Amazon wrestles No. 1 spot away from Walmart on Fortune 500 list
Published in Business News
For the first time in its three decades-plus history, Amazon is now No. 1 on the Fortune 500 list.
The Seattle-based tech giant knocked Walmart down to No. 2, ending the Arkansas-based retailer’s 13-year reign on top. The list ranks 500 of the largest American corporations by revenue each year and only four companies have ever held the top spot since Fortune began publishing it in 1955: Amazon, Exxon Mobil, General Motors and Walmart.
Though Amazon and Walmart are retail competitors, vying for hundreds of billions of dollars in revenue each year, Amazon also has its cloud-computing division, Amazon Web Services, that brings in billions in sales as well.
Amazon reported $717 billion in revenue for 2025, with AWS sales accounting for $129 billion of that. Walmart’s 2025 revenue came in near $713 billion.

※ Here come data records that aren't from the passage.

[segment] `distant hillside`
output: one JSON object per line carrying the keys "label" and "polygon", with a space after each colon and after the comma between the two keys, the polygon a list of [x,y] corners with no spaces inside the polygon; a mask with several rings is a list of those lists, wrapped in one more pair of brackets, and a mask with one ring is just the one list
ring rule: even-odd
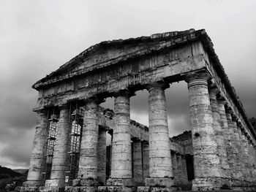
{"label": "distant hillside", "polygon": [[0,177],[1,176],[3,176],[3,175],[5,175],[5,176],[9,175],[9,177],[10,177],[22,176],[21,174],[14,172],[11,169],[0,166]]}
{"label": "distant hillside", "polygon": [[28,169],[12,169],[12,171],[23,174],[26,171],[28,171]]}

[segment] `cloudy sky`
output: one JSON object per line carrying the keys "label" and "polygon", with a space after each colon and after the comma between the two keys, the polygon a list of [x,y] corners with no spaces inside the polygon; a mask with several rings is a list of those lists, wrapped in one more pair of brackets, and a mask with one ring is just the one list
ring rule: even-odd
{"label": "cloudy sky", "polygon": [[[0,165],[29,166],[37,97],[31,85],[104,40],[205,28],[255,117],[255,0],[1,0]],[[132,118],[146,125],[147,96],[140,91],[131,99]],[[189,129],[187,84],[173,84],[166,97],[170,135]]]}

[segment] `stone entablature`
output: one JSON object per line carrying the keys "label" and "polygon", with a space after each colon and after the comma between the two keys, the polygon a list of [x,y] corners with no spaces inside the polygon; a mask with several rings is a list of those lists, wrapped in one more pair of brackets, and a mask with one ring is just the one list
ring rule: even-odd
{"label": "stone entablature", "polygon": [[[121,52],[117,52],[119,47]],[[101,72],[103,68],[109,70]],[[85,50],[33,88],[39,91],[37,107],[41,108],[97,94],[111,96],[130,87],[140,90],[163,79],[170,82],[182,80],[187,72],[202,69],[207,69],[214,77],[221,96],[256,147],[256,133],[204,30],[103,42]],[[95,74],[96,71],[99,72]]]}
{"label": "stone entablature", "polygon": [[[188,85],[192,138],[173,142],[165,90],[181,80]],[[67,186],[65,166],[73,156],[79,164],[75,161],[77,174],[67,191],[131,191],[140,185],[138,191],[169,191],[188,183],[189,177],[195,191],[227,186],[247,190],[256,183],[255,130],[204,30],[99,43],[33,88],[39,91],[35,111],[41,136],[35,136],[31,177],[24,183],[31,190],[42,184],[38,173],[45,169],[40,162],[45,161],[42,154],[48,139],[42,136],[48,131],[42,112],[50,108],[57,109],[59,122],[46,191]],[[142,89],[149,93],[148,128],[130,120],[130,97]],[[110,96],[115,98],[113,112],[99,107]],[[71,115],[73,103],[83,107],[83,117]],[[67,134],[70,119],[79,134]],[[112,135],[107,181],[106,131]],[[69,143],[74,139],[80,145],[68,157]],[[186,174],[187,158],[193,162],[190,176]]]}

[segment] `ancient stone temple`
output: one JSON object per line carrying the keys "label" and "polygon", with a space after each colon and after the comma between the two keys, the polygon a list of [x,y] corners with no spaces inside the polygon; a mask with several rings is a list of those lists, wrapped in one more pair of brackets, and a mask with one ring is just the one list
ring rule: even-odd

Despite seesaw tariff policies over the past year that have weakened consumer sentiment, retail sales for Amazon and Walmart showed steady growth each quarter.

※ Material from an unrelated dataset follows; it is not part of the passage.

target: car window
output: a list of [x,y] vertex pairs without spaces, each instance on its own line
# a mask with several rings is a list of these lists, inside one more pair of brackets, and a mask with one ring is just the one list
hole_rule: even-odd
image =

But Amazon’s cloud revenue is growing faster than the company’s retail revenue. In 2025, AWS showed 20% sales growth year over year, double what the North American retail division reported. That trend is continuing this year, as AWS sales grew 28% in the first quarter year over year, while retail sales in North America grew 12%.

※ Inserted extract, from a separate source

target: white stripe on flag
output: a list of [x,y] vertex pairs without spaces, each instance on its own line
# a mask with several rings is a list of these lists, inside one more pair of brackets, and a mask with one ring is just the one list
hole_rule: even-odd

Amazon dethroned Walmart based on last year’s revenue, the same year it kicked off a wave of layoffs. From October through January, Amazon ended the employment of 30,000 workers in a bid to reduce the number of managers throughout the company. While Amazon is pouring billions of dollars into artificial intelligence, the company maintains job-cutting isn’t to offset the capital expenses, but rather part of CEO Andy Jassy’s fight against bureaucracy.
Further down Fortune 500’s list were more examples of the incongruity between tech’s financial health and the waves of layoffs in the industry.
Microsoft, which laid off 15,000 employees last year, reached its highest ranking at No. 11, climbing three spots from last year. The company reported $281.7 billion in revenue in 2025, a 15% increase from 2024.
Meta, which has undergone multiple waves of layoffs last year and this year, climbed five spots from last year to No. 17, its highest ranking ever. The company’s reported $2.16 billion in revenue in 2025 was a 22% year-over-year increase.
Other Seattle-area companies high on the list were Costco at No. 13, one spot down from last year and Boeing at No. 47, which climbed 16 spots.
Costco’s modest revenue growth may be the reason companies, including Microsoft, leapfrogged it on the list. Costco reported $2.75 billion in sales last year, up 8.2% from 2024.
Boeing’s rise up the ranks was due to increased airplane production, after a rough year in 2024. The company’s revenue in 2024 suffered due to a midair fuselage blowout early in the year and a Machinists strike later in the year. The aerospace giant also sold one of its business units, Jeppesen, at the end of 2025, which contributed to its total revenue for the year.